No question, the guy was different. A drawly, vaguely rural voice that started somewhere way back in his throat and almost didn't make it past his lips; a quizzical, unblinking gaze that tended to make other eyes turn away in embarrassment; a perfect, foot-wide smile that flashed on and off like the Eddystone Light. The casting director asked a few uneasy questions, paused, then blurted: "I don't know what we'd ever use you for, but if we need you, we'll need you very badly."
That was Jack Nicholson's first try for an acting job, and it was 14 years before he was needed that badly. Then, as the one articulate, genuinely comic character in Easy Rider, Nicholson became a leading participant in the upheaval that has caused Hollywood, for better or for worse, to churn out an endless series of "relevant," youth-oriented little movies. The role won him the New York Film Critics' Award, an Academy Award nomination and a leading role in Director Mike Nichols' Carnal Knowledge. In the meantime he is appearing in Five Easy Pieces in a starring role that should win him his second consecutive Oscar nomination.
Sandra After School. How can overnight success take 14 years? Probably because Nicholson, 33, used to be the sort who'd rather let things happen than make them happen. He began acting in high school in Neptune, N.J., but not out of any burning ambition. "I got sort of talked into it by a teacher," he says. "And all the chicks that I liked were doing playsrehearsals after school with Sandra, that kind of thing."
Having skipped a couple of grades, he decided to kill a year between high school and college, went to live with his sister in Los Angeles. He worked in a toy store, shot pool, and went to the track. Finally, he took a job as office boy in MGM's cartoon department "so I could watch movie stars." Then he began to study acting at the now defunct, professional Players Ring Theater. From then on, all thoughts of college vanished. He moved on to TV's Matinee Theater, and in 1958 he made his first movie, Cry Baby Killer.

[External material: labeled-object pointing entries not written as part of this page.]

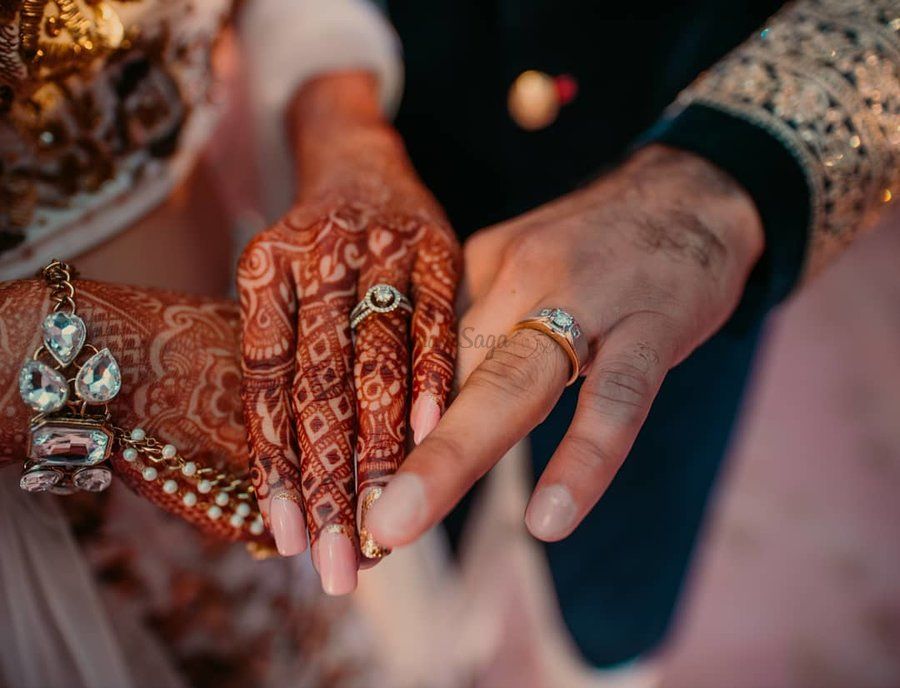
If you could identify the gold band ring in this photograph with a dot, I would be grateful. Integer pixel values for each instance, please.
(563, 329)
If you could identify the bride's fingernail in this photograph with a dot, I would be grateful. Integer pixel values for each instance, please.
(551, 513)
(424, 417)
(288, 524)
(368, 545)
(336, 556)
(400, 510)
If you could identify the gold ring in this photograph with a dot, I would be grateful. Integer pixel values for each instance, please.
(563, 329)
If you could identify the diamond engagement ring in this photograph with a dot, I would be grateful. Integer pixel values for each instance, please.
(380, 298)
(563, 329)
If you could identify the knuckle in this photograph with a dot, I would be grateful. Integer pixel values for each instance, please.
(622, 387)
(512, 369)
(587, 455)
(319, 381)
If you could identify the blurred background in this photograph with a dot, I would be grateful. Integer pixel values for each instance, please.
(797, 582)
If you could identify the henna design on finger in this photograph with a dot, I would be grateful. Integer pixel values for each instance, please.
(434, 280)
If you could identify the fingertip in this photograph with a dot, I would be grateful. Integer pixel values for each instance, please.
(288, 524)
(337, 561)
(399, 516)
(551, 514)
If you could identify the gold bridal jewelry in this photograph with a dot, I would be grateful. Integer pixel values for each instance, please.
(563, 329)
(69, 384)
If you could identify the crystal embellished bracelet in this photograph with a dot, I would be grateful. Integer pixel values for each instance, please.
(69, 383)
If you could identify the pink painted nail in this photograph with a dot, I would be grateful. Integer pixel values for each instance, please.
(424, 417)
(551, 513)
(399, 513)
(288, 525)
(336, 557)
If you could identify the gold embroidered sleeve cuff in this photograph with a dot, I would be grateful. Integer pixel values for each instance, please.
(823, 77)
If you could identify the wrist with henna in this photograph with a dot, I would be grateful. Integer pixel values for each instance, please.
(178, 356)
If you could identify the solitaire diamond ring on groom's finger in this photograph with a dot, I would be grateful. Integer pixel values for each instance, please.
(563, 329)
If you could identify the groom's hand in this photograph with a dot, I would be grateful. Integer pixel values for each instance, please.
(650, 260)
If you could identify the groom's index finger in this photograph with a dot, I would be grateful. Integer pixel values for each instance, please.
(509, 393)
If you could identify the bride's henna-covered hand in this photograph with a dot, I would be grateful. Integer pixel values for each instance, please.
(313, 396)
(180, 378)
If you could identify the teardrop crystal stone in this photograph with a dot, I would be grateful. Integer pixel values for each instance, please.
(94, 479)
(42, 388)
(99, 379)
(63, 336)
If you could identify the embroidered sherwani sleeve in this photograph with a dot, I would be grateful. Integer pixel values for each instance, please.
(821, 80)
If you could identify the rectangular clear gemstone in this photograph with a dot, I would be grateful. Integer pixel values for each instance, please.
(71, 442)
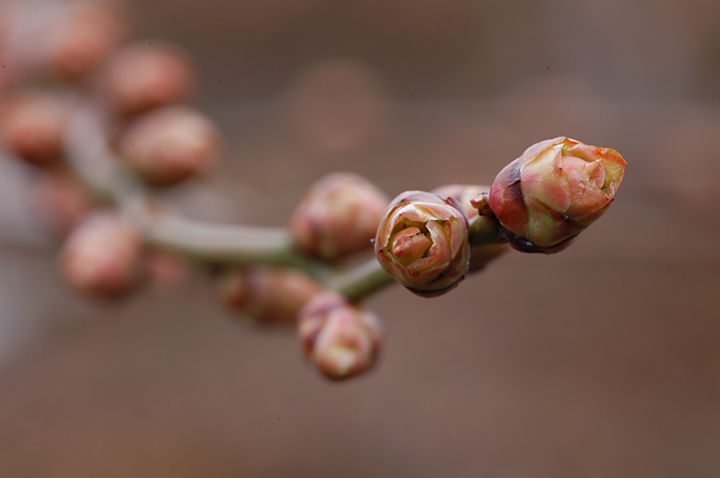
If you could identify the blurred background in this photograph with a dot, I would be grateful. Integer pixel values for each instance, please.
(600, 361)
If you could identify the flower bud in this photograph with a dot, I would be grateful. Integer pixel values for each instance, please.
(480, 256)
(81, 36)
(146, 75)
(341, 339)
(423, 242)
(270, 296)
(170, 145)
(555, 190)
(32, 124)
(338, 216)
(102, 256)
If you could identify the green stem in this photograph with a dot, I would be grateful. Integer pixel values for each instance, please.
(484, 230)
(361, 281)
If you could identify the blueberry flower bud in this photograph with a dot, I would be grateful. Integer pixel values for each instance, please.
(555, 190)
(423, 242)
(32, 124)
(340, 338)
(145, 75)
(338, 216)
(102, 256)
(269, 296)
(481, 255)
(169, 145)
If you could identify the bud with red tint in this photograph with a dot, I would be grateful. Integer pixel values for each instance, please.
(268, 295)
(169, 145)
(32, 124)
(480, 256)
(102, 256)
(423, 242)
(554, 191)
(146, 75)
(342, 339)
(338, 216)
(82, 35)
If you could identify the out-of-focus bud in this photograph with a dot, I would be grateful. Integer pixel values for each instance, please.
(551, 193)
(61, 201)
(102, 257)
(32, 124)
(338, 216)
(341, 339)
(423, 242)
(480, 256)
(146, 75)
(270, 296)
(82, 35)
(170, 145)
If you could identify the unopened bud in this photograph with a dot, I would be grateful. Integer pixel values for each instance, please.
(81, 36)
(169, 145)
(554, 191)
(270, 296)
(423, 242)
(32, 124)
(338, 216)
(480, 256)
(341, 339)
(102, 256)
(146, 75)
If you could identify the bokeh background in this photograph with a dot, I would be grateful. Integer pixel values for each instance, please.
(601, 361)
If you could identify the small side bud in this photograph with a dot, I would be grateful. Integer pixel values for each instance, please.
(102, 256)
(480, 256)
(145, 75)
(340, 338)
(554, 191)
(269, 296)
(32, 124)
(338, 216)
(423, 242)
(169, 145)
(81, 36)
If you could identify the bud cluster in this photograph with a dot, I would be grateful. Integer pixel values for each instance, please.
(62, 59)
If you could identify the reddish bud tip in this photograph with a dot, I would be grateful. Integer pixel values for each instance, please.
(342, 339)
(469, 197)
(32, 125)
(554, 191)
(146, 75)
(423, 242)
(170, 145)
(270, 296)
(102, 256)
(338, 216)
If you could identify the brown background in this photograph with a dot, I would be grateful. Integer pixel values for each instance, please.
(601, 361)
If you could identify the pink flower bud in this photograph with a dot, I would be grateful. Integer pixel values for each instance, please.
(423, 242)
(270, 296)
(340, 338)
(32, 124)
(338, 216)
(146, 75)
(480, 256)
(170, 145)
(81, 36)
(555, 190)
(102, 256)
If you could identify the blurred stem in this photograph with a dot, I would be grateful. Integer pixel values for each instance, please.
(361, 281)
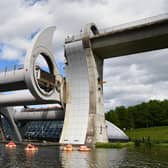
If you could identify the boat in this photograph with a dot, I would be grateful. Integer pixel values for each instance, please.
(11, 144)
(84, 148)
(31, 147)
(68, 147)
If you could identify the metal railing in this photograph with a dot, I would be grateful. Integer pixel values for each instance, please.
(130, 25)
(11, 68)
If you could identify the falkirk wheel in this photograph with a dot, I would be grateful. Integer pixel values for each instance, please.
(80, 94)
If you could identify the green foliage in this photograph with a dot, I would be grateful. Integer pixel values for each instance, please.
(144, 115)
(149, 135)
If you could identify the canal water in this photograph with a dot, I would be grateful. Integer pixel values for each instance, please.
(52, 157)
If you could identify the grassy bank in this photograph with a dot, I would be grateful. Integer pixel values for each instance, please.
(153, 134)
(114, 144)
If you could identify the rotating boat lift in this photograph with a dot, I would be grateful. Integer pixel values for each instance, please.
(81, 93)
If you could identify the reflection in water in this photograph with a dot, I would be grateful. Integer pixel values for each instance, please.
(97, 158)
(52, 157)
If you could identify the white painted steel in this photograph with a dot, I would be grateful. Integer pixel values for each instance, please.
(57, 114)
(77, 107)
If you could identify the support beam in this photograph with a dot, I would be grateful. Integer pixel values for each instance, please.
(144, 35)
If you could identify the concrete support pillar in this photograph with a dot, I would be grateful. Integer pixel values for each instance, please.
(7, 112)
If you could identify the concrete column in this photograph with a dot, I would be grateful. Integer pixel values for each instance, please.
(7, 112)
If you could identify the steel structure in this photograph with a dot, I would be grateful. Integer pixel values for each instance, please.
(81, 93)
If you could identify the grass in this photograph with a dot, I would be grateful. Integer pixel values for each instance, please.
(154, 134)
(114, 144)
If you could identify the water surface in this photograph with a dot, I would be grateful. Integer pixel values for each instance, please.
(52, 157)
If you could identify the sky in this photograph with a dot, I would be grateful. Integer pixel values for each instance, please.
(130, 79)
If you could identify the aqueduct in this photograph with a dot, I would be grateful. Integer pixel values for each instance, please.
(81, 93)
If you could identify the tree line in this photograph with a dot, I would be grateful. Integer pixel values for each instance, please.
(149, 114)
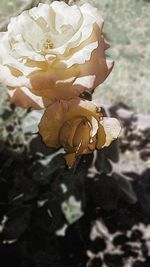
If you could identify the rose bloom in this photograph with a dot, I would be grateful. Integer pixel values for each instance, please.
(79, 126)
(53, 52)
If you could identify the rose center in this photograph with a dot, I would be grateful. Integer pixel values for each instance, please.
(48, 44)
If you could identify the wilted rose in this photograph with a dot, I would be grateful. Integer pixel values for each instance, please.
(77, 125)
(55, 51)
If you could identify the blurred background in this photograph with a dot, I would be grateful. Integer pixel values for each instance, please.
(127, 28)
(115, 229)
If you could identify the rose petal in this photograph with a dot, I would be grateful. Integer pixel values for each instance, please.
(60, 112)
(22, 97)
(109, 131)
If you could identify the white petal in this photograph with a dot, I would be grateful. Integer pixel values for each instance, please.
(85, 81)
(112, 129)
(7, 78)
(81, 56)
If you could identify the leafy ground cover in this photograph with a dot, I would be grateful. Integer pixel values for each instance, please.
(40, 199)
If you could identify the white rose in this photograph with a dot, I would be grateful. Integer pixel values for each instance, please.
(53, 51)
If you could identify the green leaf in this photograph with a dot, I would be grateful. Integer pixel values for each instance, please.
(126, 187)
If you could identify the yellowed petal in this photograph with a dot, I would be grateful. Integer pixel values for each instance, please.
(111, 127)
(60, 112)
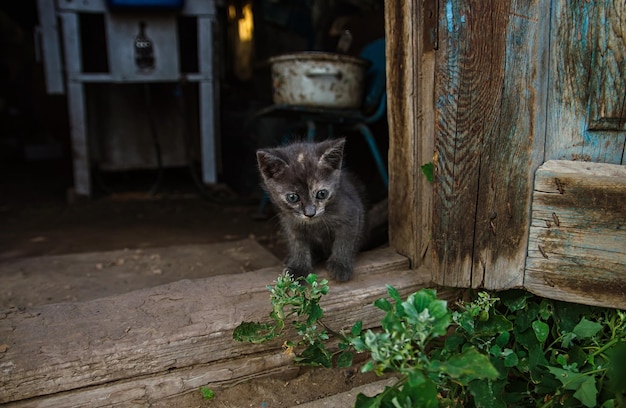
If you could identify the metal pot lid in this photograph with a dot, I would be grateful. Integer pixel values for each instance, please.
(318, 56)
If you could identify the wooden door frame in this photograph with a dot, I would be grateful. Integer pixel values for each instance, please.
(411, 113)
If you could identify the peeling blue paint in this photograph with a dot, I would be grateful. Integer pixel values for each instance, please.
(450, 16)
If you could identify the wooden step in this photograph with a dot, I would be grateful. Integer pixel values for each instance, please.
(150, 345)
(86, 276)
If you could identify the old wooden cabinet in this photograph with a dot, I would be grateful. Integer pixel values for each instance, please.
(489, 91)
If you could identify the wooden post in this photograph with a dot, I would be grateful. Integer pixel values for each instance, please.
(488, 140)
(577, 245)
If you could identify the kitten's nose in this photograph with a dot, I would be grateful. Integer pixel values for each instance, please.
(309, 210)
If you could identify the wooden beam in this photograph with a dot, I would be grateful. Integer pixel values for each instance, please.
(577, 245)
(410, 113)
(151, 344)
(587, 115)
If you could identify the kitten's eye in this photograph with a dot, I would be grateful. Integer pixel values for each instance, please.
(322, 195)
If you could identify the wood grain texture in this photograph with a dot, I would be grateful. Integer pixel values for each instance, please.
(587, 81)
(577, 244)
(149, 344)
(410, 83)
(488, 141)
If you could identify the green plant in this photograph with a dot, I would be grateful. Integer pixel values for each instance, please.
(410, 344)
(514, 350)
(299, 303)
(207, 393)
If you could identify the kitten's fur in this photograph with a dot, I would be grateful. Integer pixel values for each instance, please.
(319, 205)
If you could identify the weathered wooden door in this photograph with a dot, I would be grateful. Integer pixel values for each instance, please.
(516, 83)
(577, 242)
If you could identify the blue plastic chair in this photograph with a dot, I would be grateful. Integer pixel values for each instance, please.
(373, 109)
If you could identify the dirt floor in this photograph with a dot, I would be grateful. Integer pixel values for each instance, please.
(151, 234)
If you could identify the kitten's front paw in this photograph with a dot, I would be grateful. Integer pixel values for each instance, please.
(339, 271)
(297, 272)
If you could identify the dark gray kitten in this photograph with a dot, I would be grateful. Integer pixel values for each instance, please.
(319, 205)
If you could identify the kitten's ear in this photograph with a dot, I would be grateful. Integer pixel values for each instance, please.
(270, 165)
(332, 155)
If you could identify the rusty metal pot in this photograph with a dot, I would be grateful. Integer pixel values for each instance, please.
(318, 79)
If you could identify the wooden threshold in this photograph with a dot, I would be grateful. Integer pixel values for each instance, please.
(151, 345)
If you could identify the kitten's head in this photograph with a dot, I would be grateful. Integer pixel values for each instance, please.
(302, 178)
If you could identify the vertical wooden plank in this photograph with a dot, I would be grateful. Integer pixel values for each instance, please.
(586, 96)
(462, 64)
(76, 103)
(53, 68)
(207, 100)
(488, 139)
(577, 245)
(410, 113)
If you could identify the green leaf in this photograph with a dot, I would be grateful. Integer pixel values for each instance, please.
(487, 393)
(510, 358)
(383, 304)
(345, 359)
(586, 328)
(515, 299)
(311, 278)
(495, 325)
(503, 339)
(428, 169)
(541, 329)
(465, 367)
(587, 392)
(583, 384)
(357, 328)
(367, 367)
(315, 355)
(423, 298)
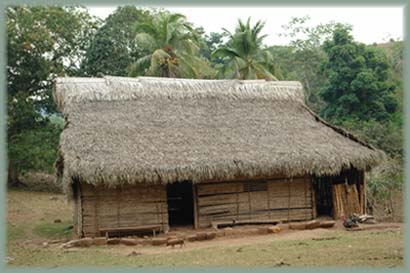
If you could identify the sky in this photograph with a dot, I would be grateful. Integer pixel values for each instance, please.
(370, 24)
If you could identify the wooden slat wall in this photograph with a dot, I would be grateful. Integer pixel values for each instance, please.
(281, 200)
(126, 206)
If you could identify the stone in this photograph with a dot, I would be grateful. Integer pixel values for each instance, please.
(312, 224)
(99, 241)
(228, 231)
(274, 229)
(84, 242)
(159, 241)
(128, 242)
(191, 238)
(283, 226)
(263, 230)
(298, 226)
(327, 224)
(134, 253)
(113, 241)
(201, 236)
(210, 235)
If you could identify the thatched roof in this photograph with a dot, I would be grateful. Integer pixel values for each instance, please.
(156, 130)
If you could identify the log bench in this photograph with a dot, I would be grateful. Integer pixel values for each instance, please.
(219, 224)
(153, 228)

That began a string of 18 flicks too terrible to mention. "I either played the clean-cut boy next door," he recalls, "or the murderer of a family of at least five." He also wrote a few himself: The Trip, starring Peter Fonda; Head, with the Monkees; and two westerns, which he also produced, made for $75,000 apiece. Nicholson personally carried them in hatboxes to European film festivals, where they won come acclaim. Still, they are too arty and paralytic for U.S. audiences; in The
Shooting, for example, the hero ends up shooting another character who seems to be the hero himself.